Harry ne put se retenir, qu'importe s'il parlait à un professeur, et en présence d'une autre. « Arrêtez ça, professeur Maugrey ! »

Maugrey tourna la tête vers le garçon, et vit Neville qui rejoignait Harry et approuvait à son tour. « C'est immoral ! »

L'homme fit se poser la fouine au sol, et McGonagall redonna sa forme humaine à l'élève.

La directrice adjointe ne semblait pas dérangée par le manque de respect flagrant que ses deux Gryffondor avaient montré. Elle connaissait assez bien ses priorités, et l'attitude de Maugrey était intolérable.

Déboussolé un instant, Draco se releva, chancela, et tourna un peu sur lui-même pour s'y retrouver. Quand il fit face à la foule, il vit les rires de tous ces étudiants tournés vers lui.

« Mon père en entendra parler ! » cria-t-il avant de s'enfuir, momentanément poursuivi par un Maugrey courroucé.

« C'est une menace ? Est-ce que c'est une menace ?! Je pourrais te raconter des histoires sur ton père qui ferait boucler tes cheveux gominés ! »

McGonagall arrêta Maugrey en pointant sa baguette vers son nez. Draco courait se réfugier à l'intérieur du bâtiment, suivit par Harry, puis Neville.

« Reste-là, Longbottom ! » appela Maugrey. Neville s'arrêta.

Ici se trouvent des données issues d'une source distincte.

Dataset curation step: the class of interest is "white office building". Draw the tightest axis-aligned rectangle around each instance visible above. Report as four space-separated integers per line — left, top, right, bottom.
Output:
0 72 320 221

« Alastor ! » réprimanda McGonagall pour enfin obtenir l'attention de l'ancien auror. « Nous n'utilisons jamais la métamorphose comme punition. Dumbledore vous l'a certainement dit. »

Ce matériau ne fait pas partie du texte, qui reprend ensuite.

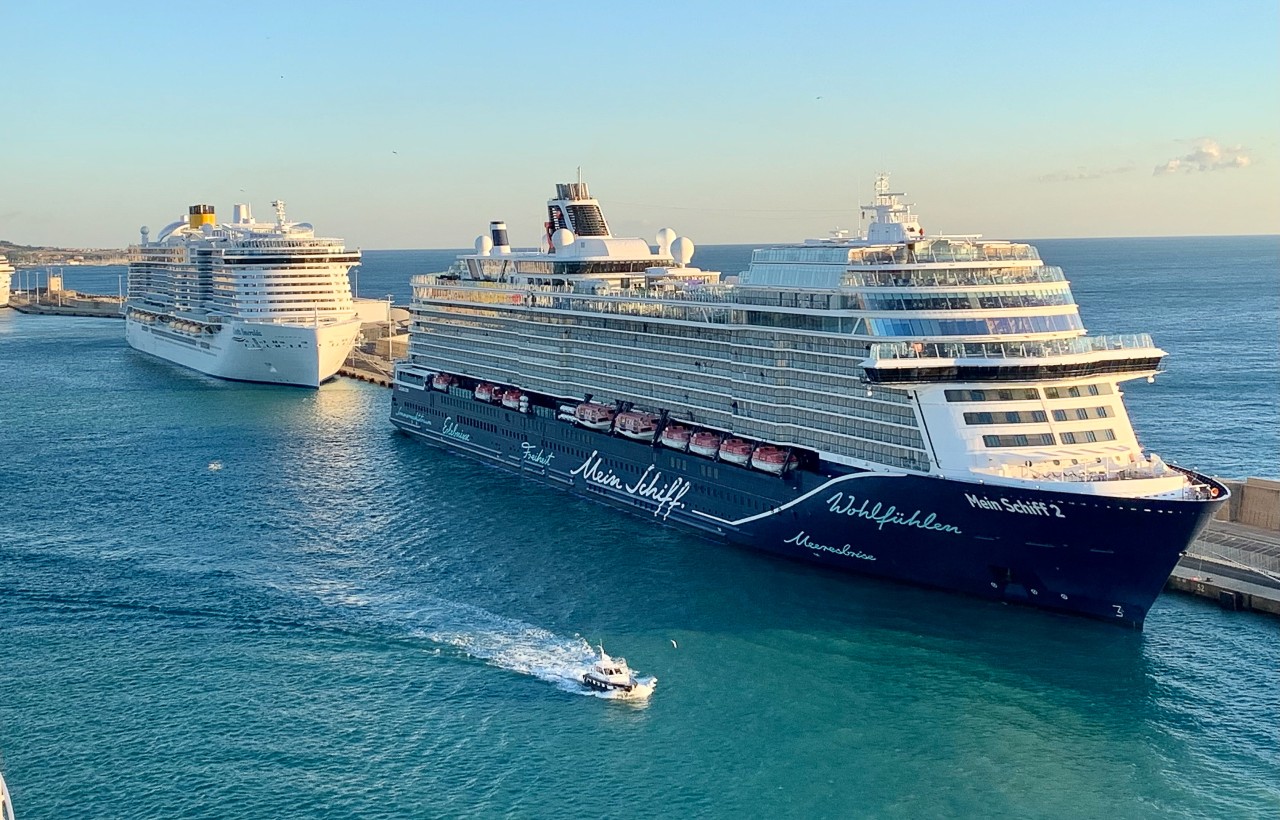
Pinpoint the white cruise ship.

« C'est possible, oui. », avoua Maugrey, les yeux fixés sur la baguette, comme un enfant fautif.

« Vous feriez bien de vous en souvenir. »

McGonagall se détourna et appela les étudiants à quitter la zone de spectacle. Neville vit l'homme tirer la langue au dos de la sorcière respectable.

Maugrey récupéra son bâton qu'il avait précédemment planté dans le sol et passa à côté du garçon-qui-avait-survécu.

« Toi, viens avec moi. », ordonna-t-il.

Neville sentait qu'aucun refus ne serait le bienvenu.